Six essential elements apply to any Authorization regardless of the purpose for the use or disclosure:

1. A description of what information will be used
2. Who will use it
3. To whom it will be disclosed
4. For what purpose
5. An expiration date, and
6. A patient's dated signature

The Authorization must also provide notice of a patient's right to revoke the Authorization, the ability of the investigator to condition research participation on the Authorization and of the potential for PHI to be re-disclosed.

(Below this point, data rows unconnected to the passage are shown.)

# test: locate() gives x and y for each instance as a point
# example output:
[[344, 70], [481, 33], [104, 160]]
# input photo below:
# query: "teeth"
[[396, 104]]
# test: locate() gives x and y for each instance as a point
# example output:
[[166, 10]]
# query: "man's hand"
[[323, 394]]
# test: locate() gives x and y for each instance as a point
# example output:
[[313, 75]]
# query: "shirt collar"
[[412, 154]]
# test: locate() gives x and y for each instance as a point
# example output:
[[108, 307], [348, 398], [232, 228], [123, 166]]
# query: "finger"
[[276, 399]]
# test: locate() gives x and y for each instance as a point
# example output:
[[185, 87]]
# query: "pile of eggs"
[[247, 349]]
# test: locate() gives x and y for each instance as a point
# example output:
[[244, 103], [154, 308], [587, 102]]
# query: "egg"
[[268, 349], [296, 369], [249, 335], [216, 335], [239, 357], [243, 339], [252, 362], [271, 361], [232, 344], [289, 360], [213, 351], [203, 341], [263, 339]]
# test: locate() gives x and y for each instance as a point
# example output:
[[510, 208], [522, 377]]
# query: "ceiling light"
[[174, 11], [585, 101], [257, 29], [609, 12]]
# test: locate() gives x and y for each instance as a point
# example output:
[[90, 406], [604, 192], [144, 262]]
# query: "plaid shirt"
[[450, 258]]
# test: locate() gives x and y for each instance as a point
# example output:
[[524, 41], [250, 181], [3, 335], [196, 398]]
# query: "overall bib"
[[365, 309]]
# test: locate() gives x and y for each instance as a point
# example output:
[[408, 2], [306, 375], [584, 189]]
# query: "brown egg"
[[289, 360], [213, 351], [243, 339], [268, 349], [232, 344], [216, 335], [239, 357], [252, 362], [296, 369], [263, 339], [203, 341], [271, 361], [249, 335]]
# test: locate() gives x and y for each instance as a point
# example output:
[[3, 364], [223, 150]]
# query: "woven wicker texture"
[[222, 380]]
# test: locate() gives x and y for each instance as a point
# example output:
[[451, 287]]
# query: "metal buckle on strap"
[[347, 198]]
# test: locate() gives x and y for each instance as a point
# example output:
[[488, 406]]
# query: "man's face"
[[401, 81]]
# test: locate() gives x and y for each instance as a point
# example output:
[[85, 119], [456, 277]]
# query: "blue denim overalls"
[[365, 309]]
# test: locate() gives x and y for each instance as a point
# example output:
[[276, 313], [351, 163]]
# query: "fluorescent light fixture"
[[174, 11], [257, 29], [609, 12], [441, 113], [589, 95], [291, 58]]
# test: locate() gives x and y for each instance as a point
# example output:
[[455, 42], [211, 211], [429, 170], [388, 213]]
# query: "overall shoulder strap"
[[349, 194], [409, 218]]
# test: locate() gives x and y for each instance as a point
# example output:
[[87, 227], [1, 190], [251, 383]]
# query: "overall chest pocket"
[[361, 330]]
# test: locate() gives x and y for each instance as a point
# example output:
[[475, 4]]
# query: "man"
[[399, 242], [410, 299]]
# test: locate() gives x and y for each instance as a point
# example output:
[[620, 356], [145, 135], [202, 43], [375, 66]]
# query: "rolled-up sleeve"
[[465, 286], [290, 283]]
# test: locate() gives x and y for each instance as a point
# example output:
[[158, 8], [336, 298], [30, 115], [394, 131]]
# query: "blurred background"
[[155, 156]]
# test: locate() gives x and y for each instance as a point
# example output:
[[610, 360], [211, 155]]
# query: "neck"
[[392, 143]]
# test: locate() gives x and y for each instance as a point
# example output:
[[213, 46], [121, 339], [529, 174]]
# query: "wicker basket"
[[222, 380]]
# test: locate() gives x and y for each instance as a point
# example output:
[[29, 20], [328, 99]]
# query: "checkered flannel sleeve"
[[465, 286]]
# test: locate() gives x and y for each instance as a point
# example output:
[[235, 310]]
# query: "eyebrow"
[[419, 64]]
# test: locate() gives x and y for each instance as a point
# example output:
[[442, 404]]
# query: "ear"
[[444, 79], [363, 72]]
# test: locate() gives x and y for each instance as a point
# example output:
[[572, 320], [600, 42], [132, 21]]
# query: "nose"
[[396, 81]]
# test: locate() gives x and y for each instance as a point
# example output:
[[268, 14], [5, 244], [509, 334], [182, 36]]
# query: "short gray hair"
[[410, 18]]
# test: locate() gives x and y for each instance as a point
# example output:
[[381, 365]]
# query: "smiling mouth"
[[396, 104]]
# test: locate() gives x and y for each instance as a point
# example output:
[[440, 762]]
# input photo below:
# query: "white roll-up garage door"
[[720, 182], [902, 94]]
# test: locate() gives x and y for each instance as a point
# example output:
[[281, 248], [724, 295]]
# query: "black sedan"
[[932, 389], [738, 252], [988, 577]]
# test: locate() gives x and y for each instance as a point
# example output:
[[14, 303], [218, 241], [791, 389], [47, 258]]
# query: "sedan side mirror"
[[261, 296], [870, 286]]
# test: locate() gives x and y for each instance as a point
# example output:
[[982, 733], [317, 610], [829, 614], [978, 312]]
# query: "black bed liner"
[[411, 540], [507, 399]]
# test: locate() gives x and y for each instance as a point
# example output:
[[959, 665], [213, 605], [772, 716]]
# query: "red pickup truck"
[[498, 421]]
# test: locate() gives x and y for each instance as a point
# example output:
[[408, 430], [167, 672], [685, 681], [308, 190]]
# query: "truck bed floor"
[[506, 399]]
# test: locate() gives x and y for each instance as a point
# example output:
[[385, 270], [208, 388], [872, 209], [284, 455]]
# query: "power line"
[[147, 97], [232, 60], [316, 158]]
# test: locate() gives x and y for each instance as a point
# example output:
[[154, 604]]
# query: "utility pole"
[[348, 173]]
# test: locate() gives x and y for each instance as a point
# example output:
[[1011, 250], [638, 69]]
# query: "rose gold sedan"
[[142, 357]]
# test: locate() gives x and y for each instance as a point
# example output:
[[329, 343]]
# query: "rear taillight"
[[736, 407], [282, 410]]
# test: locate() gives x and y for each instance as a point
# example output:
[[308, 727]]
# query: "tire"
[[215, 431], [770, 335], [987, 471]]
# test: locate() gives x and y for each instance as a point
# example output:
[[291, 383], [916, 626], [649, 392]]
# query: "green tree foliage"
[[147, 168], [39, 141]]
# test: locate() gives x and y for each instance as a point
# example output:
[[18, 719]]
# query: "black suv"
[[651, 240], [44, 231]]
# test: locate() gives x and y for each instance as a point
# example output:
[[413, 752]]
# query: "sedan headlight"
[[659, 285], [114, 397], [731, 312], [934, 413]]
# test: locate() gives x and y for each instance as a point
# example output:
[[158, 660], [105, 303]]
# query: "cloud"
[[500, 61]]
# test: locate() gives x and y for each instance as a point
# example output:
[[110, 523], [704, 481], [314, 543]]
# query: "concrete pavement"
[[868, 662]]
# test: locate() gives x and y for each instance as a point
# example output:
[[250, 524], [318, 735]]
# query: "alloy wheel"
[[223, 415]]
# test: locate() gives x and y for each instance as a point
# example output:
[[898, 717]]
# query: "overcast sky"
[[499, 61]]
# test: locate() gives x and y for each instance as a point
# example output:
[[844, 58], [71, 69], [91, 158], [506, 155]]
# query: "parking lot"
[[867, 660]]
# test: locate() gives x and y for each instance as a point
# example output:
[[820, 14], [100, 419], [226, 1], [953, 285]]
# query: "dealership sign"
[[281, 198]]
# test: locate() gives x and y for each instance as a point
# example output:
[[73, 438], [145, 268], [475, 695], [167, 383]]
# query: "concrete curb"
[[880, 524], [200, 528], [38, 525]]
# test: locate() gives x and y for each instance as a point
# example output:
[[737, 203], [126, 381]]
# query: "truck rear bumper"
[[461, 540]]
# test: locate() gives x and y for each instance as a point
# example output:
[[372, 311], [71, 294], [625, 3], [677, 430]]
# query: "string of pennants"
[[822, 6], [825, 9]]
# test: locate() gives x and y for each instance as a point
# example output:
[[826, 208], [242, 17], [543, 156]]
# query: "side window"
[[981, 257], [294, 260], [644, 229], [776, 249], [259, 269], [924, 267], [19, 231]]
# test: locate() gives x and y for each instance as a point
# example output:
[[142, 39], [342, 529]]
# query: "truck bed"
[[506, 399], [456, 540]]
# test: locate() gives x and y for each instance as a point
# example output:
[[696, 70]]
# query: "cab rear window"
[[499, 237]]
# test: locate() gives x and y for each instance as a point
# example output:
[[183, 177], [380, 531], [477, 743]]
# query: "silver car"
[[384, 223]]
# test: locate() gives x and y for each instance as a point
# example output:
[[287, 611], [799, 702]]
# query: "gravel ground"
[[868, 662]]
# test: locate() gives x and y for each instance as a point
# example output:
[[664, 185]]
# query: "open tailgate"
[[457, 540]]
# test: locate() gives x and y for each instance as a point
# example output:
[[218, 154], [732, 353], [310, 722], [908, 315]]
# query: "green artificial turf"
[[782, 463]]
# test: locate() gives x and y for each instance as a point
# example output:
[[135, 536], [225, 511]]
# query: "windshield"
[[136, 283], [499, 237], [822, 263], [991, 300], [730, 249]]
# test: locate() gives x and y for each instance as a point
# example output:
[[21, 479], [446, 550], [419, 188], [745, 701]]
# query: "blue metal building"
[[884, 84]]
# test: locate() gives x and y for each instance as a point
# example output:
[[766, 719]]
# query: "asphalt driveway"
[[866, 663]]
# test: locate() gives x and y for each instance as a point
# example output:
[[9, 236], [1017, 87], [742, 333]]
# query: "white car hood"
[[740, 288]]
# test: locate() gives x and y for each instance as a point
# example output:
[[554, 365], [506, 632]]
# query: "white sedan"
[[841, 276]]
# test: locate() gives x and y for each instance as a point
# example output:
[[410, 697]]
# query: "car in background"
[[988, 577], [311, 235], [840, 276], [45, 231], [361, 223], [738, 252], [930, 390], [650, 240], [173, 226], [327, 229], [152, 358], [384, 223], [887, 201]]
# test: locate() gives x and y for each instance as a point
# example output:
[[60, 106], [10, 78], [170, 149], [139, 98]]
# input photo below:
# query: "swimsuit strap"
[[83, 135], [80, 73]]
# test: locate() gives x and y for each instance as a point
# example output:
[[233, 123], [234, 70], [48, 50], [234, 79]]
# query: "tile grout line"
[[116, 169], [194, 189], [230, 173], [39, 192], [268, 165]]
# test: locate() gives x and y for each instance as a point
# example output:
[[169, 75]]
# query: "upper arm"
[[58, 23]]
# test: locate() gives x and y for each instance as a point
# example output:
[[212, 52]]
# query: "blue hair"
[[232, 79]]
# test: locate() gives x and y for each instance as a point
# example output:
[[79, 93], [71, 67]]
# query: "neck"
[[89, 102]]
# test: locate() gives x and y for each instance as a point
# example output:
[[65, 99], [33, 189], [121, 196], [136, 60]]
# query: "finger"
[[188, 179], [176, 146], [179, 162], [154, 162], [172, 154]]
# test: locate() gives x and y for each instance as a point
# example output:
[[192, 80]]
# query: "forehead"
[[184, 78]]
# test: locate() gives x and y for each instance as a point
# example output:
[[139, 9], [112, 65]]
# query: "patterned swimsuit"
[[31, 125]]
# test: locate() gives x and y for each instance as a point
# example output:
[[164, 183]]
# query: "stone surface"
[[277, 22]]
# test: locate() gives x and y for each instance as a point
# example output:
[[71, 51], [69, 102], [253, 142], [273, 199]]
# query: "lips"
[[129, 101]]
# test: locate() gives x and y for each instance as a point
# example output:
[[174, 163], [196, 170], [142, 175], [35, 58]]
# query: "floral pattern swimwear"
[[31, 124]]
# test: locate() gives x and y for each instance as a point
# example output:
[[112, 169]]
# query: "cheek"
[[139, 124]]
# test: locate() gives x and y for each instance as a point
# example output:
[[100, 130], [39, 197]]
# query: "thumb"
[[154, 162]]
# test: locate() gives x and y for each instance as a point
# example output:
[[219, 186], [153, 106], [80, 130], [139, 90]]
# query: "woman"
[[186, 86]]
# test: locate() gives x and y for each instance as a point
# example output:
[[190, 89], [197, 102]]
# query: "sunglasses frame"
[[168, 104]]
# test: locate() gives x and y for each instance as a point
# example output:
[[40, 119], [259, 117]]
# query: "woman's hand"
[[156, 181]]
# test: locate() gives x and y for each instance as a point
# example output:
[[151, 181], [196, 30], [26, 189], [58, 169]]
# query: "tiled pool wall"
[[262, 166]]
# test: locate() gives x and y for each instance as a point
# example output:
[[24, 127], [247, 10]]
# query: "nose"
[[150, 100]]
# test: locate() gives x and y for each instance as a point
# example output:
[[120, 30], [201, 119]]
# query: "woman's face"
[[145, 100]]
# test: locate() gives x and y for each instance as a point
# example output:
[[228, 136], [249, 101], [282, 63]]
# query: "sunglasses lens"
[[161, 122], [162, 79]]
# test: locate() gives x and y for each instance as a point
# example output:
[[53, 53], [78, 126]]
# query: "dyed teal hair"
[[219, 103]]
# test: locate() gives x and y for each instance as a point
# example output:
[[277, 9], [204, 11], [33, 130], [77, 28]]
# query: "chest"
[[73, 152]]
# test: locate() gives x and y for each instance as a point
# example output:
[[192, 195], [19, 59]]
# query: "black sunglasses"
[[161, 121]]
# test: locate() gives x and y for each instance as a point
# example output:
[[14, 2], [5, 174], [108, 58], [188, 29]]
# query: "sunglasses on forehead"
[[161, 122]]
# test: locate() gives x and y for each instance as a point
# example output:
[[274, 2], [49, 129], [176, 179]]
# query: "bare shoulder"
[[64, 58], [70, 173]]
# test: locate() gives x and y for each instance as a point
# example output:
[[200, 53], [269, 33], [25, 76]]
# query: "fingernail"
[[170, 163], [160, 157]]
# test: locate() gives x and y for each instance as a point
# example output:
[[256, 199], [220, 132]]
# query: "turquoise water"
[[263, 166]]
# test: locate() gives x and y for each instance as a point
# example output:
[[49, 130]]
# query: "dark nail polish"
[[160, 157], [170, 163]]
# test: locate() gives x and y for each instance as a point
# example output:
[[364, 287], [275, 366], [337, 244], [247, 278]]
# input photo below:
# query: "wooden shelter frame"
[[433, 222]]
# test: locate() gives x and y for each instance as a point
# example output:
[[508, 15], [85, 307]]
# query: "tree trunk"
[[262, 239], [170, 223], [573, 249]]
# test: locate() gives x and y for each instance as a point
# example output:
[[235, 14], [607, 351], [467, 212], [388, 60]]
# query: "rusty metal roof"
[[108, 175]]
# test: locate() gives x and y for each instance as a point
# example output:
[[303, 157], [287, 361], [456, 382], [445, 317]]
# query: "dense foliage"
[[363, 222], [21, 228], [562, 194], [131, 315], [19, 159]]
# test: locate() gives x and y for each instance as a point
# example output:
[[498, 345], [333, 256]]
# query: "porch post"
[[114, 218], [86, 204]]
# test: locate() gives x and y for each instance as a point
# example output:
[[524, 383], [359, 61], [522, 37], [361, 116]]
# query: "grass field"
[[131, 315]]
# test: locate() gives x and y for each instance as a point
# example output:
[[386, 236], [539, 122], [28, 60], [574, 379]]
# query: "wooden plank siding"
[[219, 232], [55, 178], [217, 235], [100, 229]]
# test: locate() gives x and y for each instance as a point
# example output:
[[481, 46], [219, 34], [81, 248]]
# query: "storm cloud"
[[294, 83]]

An Authorization must be specific in the description of these elements and notices and investigators should take care to identify and include any secondary uses and disclosures (re-disclosures) that might be associated with the research, e.g., disclosures to sub-investigators not within the investigator's covered entity. The expiration date for research Authorizations may be indicated as "end of the study" (or "none" for an Authorization to place PHI in a research database).
The Privacy Rule does not require review and approval of (stand-alone) Authorization forms prior to use. However, the covered entity is accountable for compliance with these requirements and may require an internal approval procedure (by a forms committee, HIPAA compliance board, or their IRB.) To enroll research subjects, investigators must obtain signatures on both the Authorization and the informed consent document required by federal human research policies. The regulations allow the two to be combined into one document. But in some cases, the requirement for an Authorization may be triggered separately or prior to the requirement for informed consent.For instance, HIPAA Authorization is required to disclose PHI already in existence to an investigator that is not part of the covered entity for the purpose of determining potential eligibility for a research study.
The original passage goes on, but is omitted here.